Chyna face would get the tear boogers but she was never soak & wet before the food change on Sunday. So I have to say its the food. I've even caught her biting her foot and that was a allergy sign when I was feeding her lamb. Most of her adult teeth have come in surprisingly. Not to say she isn't teething, but I never experienced this with her before.

I wish she would just eat her Natural Balance *sigh*


----------



## MissMelanie (Feb 13, 2006)

Good luck, these food issues are the "curse" for us with Maltese I fear. Goodness knows we sure have tried many foods.

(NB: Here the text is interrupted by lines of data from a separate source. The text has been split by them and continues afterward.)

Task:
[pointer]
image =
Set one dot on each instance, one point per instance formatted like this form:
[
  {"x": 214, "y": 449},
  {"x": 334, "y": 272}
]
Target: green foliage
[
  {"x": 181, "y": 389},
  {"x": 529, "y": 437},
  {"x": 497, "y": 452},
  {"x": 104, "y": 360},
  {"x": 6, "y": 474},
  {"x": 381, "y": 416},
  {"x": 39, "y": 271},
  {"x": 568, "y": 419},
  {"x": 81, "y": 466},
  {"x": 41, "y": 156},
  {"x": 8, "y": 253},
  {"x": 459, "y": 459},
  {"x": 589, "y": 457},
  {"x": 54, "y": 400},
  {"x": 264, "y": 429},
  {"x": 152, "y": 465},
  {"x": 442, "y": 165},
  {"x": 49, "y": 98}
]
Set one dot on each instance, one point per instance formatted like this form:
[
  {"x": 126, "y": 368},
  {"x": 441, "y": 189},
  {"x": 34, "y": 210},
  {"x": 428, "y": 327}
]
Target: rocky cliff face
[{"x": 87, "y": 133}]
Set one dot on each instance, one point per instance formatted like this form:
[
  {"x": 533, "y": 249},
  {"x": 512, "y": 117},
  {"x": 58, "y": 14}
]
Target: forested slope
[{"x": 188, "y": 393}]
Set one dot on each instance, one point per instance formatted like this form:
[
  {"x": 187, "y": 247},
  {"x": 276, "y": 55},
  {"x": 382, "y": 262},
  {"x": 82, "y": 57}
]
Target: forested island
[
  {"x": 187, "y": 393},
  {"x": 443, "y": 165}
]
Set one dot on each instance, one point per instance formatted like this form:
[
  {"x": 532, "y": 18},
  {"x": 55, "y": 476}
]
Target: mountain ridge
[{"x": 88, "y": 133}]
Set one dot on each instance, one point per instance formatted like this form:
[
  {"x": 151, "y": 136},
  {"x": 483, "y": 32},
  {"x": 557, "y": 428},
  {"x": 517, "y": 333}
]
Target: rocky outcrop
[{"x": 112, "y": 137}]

I hope you find one that Chyna likes and is good for her.

Melanie


----------



## amatarrese (Sep 20, 2006)

If you really want her to eat Natural Balance, you could try this - buy one of the sample size NB dog food rolls. They come in beef, lamb or turkey and they all smell really good, kinda like beef jerky. I keep them in the fridge in a ziplock bag. Grate a little of this over the NB kibble and gently shake the bowl so some of the grated food goes down between the dry kibble, not just sitting on top. I do this with Minnie and she gobbles up every bite! I've tried to get away with being lazy and not grating the roll and she simply won't touch the dry kibble without it. It kinda sounds like a pain to deal with but I use my microplane grater and it literally takes about 5 seconds.

Good luck!


----------



## Chyna's Mommie (Feb 23, 2007)

I've been eyeing those rolls. Maybe I will give that a try. I can take the Merrick's back to the store even though I opened it. Thats what the sells lady said. Natural Balance just had her looking so good. Thanks for the suggestion!


----------



## amatarrese (Sep 20, 2006)

Those rolls also make great training treats. I cut a very thin slice and then just break off little bites with my fingers. Minnie will do ANYTHING for that stuff and I like it because it's a healthy snack.


----------



## Chyna's Mommie (Feb 23, 2007)

I tried the beef roll. I grated it on the food and I noticed she was just licking it off the kibble instead of eatting it along with the kibble. So today I wet the kibble just a little and mixed it in and wooolah! She ate it!

Thank you for info!


----------



## kjarels (Aug 21, 2007)

> If you really want her to eat Natural Balance, you could try this - buy one of the sample size NB dog food rolls. They come in beef, lamb or turkey and they all smell really good, kinda like beef jerky. I keep them in the fridge in a ziplock bag. Grate a little of this over the NB kibble and gently shake the bowl so some of the grated food goes down between the dry kibble, not just sitting on top. I do this with Minnie and she gobbles up every bite! I've tried to get away with being lazy and not grating the roll and she simply won't touch the dry kibble without it. It kinda sounds like a pain to deal with but I use my microplane grater and it literally takes about 5 seconds.
> 
> Good luck![/B]


The only thing I worry about NB food rolls and others as far as that goes is that they contain sucrose which I do not think is very good for dogs. I could be wrong though.


----------



## k/c mom (Oct 9, 2004)

> > index.php?act=findpost&pid=405091
> 
> 
> 
> ...


Sucrose is sugar, which probably makes the food taste really good but is not something I would want K & C to eat.


----------